Industrielle Fischerei ist nicht genau dasselbe wie Massentierhaltung, aber sie gehört in dieselbe Kategorie und muss Teil derselben Diskussion sein – sie ist Teil desselben landwirtschaftlichen Prinzips. Am deutlichsten zeigt sich das bei der Aquakultur, wo Fische wie andere Nutztiere in Gehegen gehalten und»verwertet«werden. Beim Wildfang ist es allerdings nicht besser, denn hier hat man es mit derselben Geisteshaltung und intensiven Nutzung moderner Technologien zu tun.

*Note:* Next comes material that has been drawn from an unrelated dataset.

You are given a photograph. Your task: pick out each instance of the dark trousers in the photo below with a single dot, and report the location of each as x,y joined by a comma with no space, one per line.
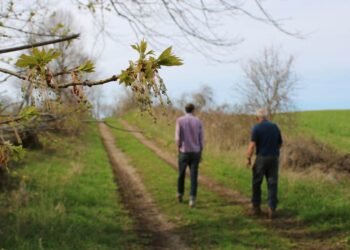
265,166
192,160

Kapitäne von Fischereischiffen sind heute eher Kirk als Ahab. In voll elektronisierten Kontrollräumen beobachten sie die Fische und planen den besten Moment, um ganze Schwärme gleichzeitig einzufangen. Die Kapitäne sehen, wenn ihnen Fische entwischen, und starten dann einen zweiten Durchlauf. Und sie können nicht nur die Schwärme sehen, die sich in einer bestimmten Entfernung von ihren Schiffen befinden. Auf Fischsammelgeräten (FADs, fish‑aggregating devices), die über den Ozean verstreut werden, sind zusätzlich GPS – Monitore montiert. Diese GPS – Monitore funken Informationen wie die Anzahl der vorhandenen Fische und die genaue Position der auf dem Wasser treibenden Sammelgeräte in den Kontrollraum des Fischkutters.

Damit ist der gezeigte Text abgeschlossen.